28 avril 2026

Impact du retrait du Mali, du Niger et du Burkina Faso sur les droits humains en afrique de l’ouest

L’annonce du retrait du Mali, du Niger et du Burkina Faso de la Communauté économique des États de l’Afrique de l’Ouest (Cédéao) suscite de vives interrogations quant à ses conséquences sur la protection des droits fondamentaux dans ces pays.
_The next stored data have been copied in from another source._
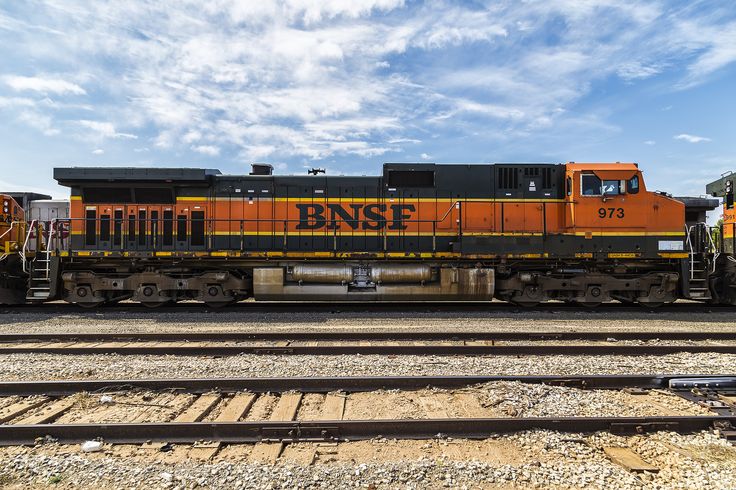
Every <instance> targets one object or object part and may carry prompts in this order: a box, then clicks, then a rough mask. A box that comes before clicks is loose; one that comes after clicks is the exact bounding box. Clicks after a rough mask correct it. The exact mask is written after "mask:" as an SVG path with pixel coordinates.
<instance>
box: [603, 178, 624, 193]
mask: <svg viewBox="0 0 736 490" xmlns="http://www.w3.org/2000/svg"><path fill="white" fill-rule="evenodd" d="M601 190H602V191H603V194H604V195H606V196H618V195H619V194H623V192H622V190H623V189H622V188H621V181H620V180H604V181H603V186H602V189H601Z"/></svg>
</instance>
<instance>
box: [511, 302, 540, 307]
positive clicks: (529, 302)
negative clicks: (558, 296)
mask: <svg viewBox="0 0 736 490" xmlns="http://www.w3.org/2000/svg"><path fill="white" fill-rule="evenodd" d="M511 304H512V305H516V306H521V307H522V308H534V307H536V306H539V301H511Z"/></svg>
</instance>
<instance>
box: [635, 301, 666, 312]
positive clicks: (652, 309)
mask: <svg viewBox="0 0 736 490" xmlns="http://www.w3.org/2000/svg"><path fill="white" fill-rule="evenodd" d="M663 304H664V301H657V302H650V303H639V305H640V306H643V307H644V308H646V309H648V310H653V309H655V308H659V307H660V306H662V305H663Z"/></svg>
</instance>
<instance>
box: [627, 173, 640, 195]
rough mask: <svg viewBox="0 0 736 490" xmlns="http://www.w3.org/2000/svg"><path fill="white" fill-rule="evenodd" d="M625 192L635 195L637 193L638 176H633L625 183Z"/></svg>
mask: <svg viewBox="0 0 736 490" xmlns="http://www.w3.org/2000/svg"><path fill="white" fill-rule="evenodd" d="M626 192H628V193H629V194H636V193H638V192H639V176H638V175H634V176H633V177H631V178H630V179H629V180H627V181H626Z"/></svg>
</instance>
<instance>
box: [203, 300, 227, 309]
mask: <svg viewBox="0 0 736 490" xmlns="http://www.w3.org/2000/svg"><path fill="white" fill-rule="evenodd" d="M204 304H205V305H206V306H207V307H208V308H224V307H226V306H229V305H232V304H235V301H205V302H204Z"/></svg>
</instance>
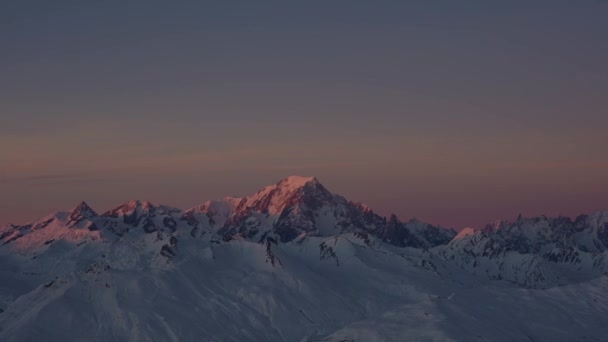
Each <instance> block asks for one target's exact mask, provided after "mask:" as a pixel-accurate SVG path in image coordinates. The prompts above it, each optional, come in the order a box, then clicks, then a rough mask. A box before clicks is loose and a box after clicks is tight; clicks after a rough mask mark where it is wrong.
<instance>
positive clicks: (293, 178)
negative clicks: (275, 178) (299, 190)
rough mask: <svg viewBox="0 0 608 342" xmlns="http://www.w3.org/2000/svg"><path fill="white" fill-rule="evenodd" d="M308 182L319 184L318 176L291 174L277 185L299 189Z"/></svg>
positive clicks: (314, 183) (293, 188)
mask: <svg viewBox="0 0 608 342" xmlns="http://www.w3.org/2000/svg"><path fill="white" fill-rule="evenodd" d="M308 184H315V185H316V184H319V181H318V180H317V178H316V177H302V176H289V177H287V178H283V179H282V180H281V181H279V182H278V183H277V186H281V187H287V188H292V189H298V188H301V187H304V186H306V185H308Z"/></svg>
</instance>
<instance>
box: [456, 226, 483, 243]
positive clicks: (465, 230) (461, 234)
mask: <svg viewBox="0 0 608 342" xmlns="http://www.w3.org/2000/svg"><path fill="white" fill-rule="evenodd" d="M476 233H477V230H475V229H473V228H470V227H466V228H463V229H462V230H461V231H459V232H458V234H456V236H455V237H454V240H460V239H462V238H464V237H466V236H469V235H474V234H476Z"/></svg>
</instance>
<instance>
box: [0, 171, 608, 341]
mask: <svg viewBox="0 0 608 342" xmlns="http://www.w3.org/2000/svg"><path fill="white" fill-rule="evenodd" d="M607 271H608V212H604V213H596V214H593V215H582V216H580V217H578V218H576V219H575V220H571V219H568V218H545V217H540V218H518V219H517V220H516V221H515V222H511V223H508V222H501V223H498V224H496V225H494V226H489V227H487V229H484V230H482V231H475V230H472V229H465V230H463V231H461V232H459V233H458V234H456V232H455V231H454V230H451V229H444V228H441V227H436V226H432V225H430V224H426V223H423V222H420V221H417V220H410V221H406V222H403V221H401V220H399V219H398V218H397V217H396V216H395V215H392V216H390V217H389V218H385V217H382V216H380V215H378V214H376V213H374V212H373V211H372V210H371V209H369V208H368V207H367V206H365V205H363V204H360V203H353V202H350V201H348V200H347V199H345V198H344V197H342V196H339V195H336V194H333V193H332V192H330V191H329V190H328V189H327V188H325V187H324V186H323V185H322V184H321V183H319V181H318V180H317V179H316V178H312V177H296V176H292V177H288V178H286V179H283V180H281V181H280V182H278V183H277V184H274V185H271V186H268V187H265V188H263V189H262V190H260V191H258V192H257V193H256V194H254V195H252V196H248V197H242V198H235V197H227V198H225V199H223V200H219V201H208V202H205V203H203V204H202V205H200V206H197V207H195V208H192V209H189V210H185V211H182V210H180V209H176V208H172V207H169V206H163V205H154V204H152V203H149V202H144V201H130V202H127V203H124V204H122V205H120V206H118V207H116V208H115V209H112V210H110V211H108V212H106V213H103V214H98V213H97V212H95V211H94V210H93V209H91V208H90V207H89V206H88V205H87V204H86V203H84V202H82V203H80V204H79V205H78V206H77V207H76V208H74V209H73V210H71V211H68V212H58V213H54V214H51V215H48V216H46V217H44V218H42V219H40V220H38V221H36V222H32V223H30V224H26V225H22V226H16V225H8V226H6V227H3V228H2V229H0V280H1V281H0V340H2V341H22V340H46V341H54V340H57V341H66V340H69V341H71V340H87V341H88V340H92V341H106V340H118V341H121V340H123V341H127V340H129V341H131V340H142V341H150V340H176V341H177V340H180V341H185V340H192V341H404V340H430V341H541V340H551V341H572V340H581V341H600V340H602V338H603V336H604V333H603V332H604V331H605V330H604V329H605V326H606V324H607V323H608V291H606V290H608V276H606V275H608V273H606V272H607Z"/></svg>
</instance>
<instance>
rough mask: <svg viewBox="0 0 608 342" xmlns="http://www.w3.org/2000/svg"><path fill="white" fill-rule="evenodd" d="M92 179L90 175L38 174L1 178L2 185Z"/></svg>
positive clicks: (83, 174)
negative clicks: (35, 174)
mask: <svg viewBox="0 0 608 342" xmlns="http://www.w3.org/2000/svg"><path fill="white" fill-rule="evenodd" d="M90 178H92V177H91V176H90V175H88V174H82V173H66V174H37V175H28V176H22V177H10V178H0V184H23V183H36V184H38V183H45V184H47V183H54V182H72V181H83V180H86V179H90Z"/></svg>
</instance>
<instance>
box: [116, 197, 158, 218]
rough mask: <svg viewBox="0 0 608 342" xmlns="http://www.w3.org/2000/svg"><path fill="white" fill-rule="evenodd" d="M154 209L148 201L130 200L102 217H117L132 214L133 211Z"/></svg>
mask: <svg viewBox="0 0 608 342" xmlns="http://www.w3.org/2000/svg"><path fill="white" fill-rule="evenodd" d="M153 208H156V206H155V205H154V204H152V203H151V202H149V201H141V200H130V201H128V202H125V203H123V204H121V205H119V206H117V207H116V208H114V209H111V210H110V211H108V212H107V213H105V214H104V215H109V216H118V215H125V214H130V213H133V212H134V211H137V210H141V211H150V210H151V209H153Z"/></svg>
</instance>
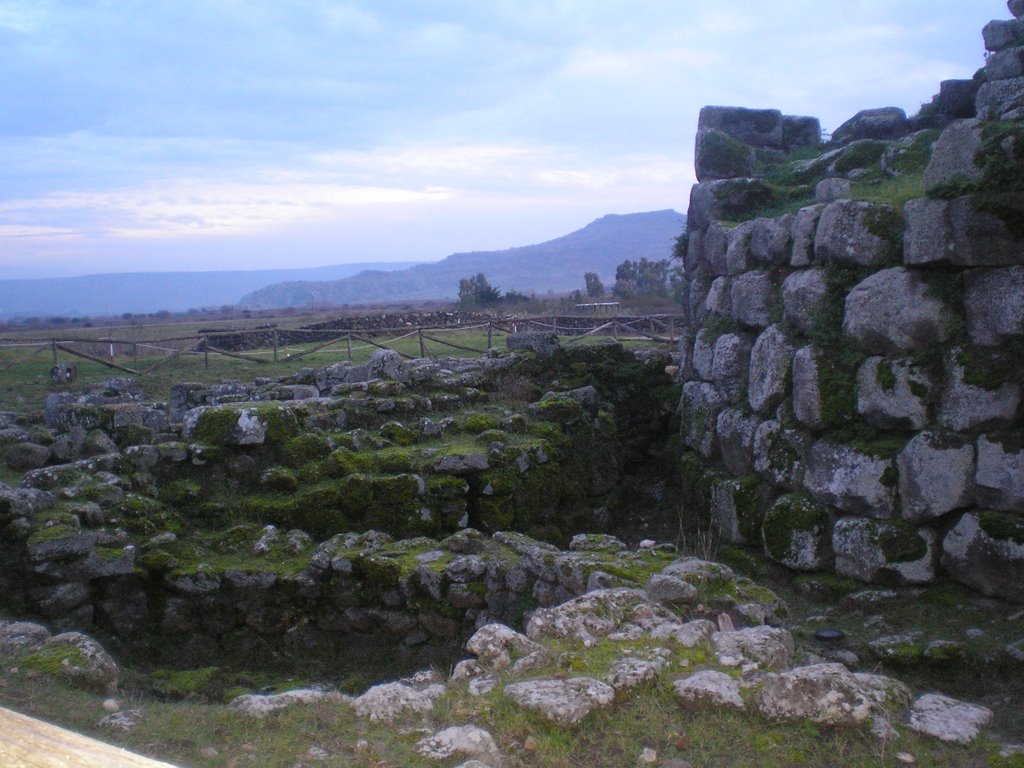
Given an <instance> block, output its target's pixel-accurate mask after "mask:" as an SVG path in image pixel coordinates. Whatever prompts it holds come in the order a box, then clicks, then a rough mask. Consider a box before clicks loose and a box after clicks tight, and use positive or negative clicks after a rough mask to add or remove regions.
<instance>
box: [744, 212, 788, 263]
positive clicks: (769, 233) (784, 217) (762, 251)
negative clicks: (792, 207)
mask: <svg viewBox="0 0 1024 768" xmlns="http://www.w3.org/2000/svg"><path fill="white" fill-rule="evenodd" d="M795 218H796V217H795V216H794V215H793V214H786V215H784V216H779V217H777V218H773V219H755V222H754V230H753V231H752V232H751V257H752V258H753V259H754V261H755V263H757V264H761V265H763V266H781V265H782V264H786V263H788V261H790V257H791V255H792V253H793V223H794V219H795Z"/></svg>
En effet, cette décision pourrait priver les citoyens de ces États d’un recours essentiel : la Cour de justice de la Cédéao.

Ilaria Allegrozzi, chercheuse principale au sein de l’ONG Human Rights Watch, met en lumière l’importance cruciale de cette Cour pour les populations concernées : « L’accès à un tribunal indépendant est vital dans ces trois pays, où l’impunité des abus commis par les forces de sécurité et les autorités reste malheureusement une réalité, et où l’accès à la justice locale est souvent restreint ».

une protection judiciaire menacée pour les citoyens

La Cour de justice de la Cédéao offrait aux habitants du Mali, du Niger et du Burkina Faso une voie de recours unique pour défendre leurs droits. Contrairement aux juridictions nationales, cette instance ne nécessite pas l’épuisement des recours internes, rendant la justice plus accessible. Comme l’explique Ilaria Allegrozzi : « Cette Cour a rendu des décisions historiques, comme celle condamnant le Niger pour ne pas avoir protégé un citoyen de l’esclavage, ou encore celle de 2012 contre le Nigeria, qui a tenu le gouvernement responsable des abus commis par des compagnies pétrolières ».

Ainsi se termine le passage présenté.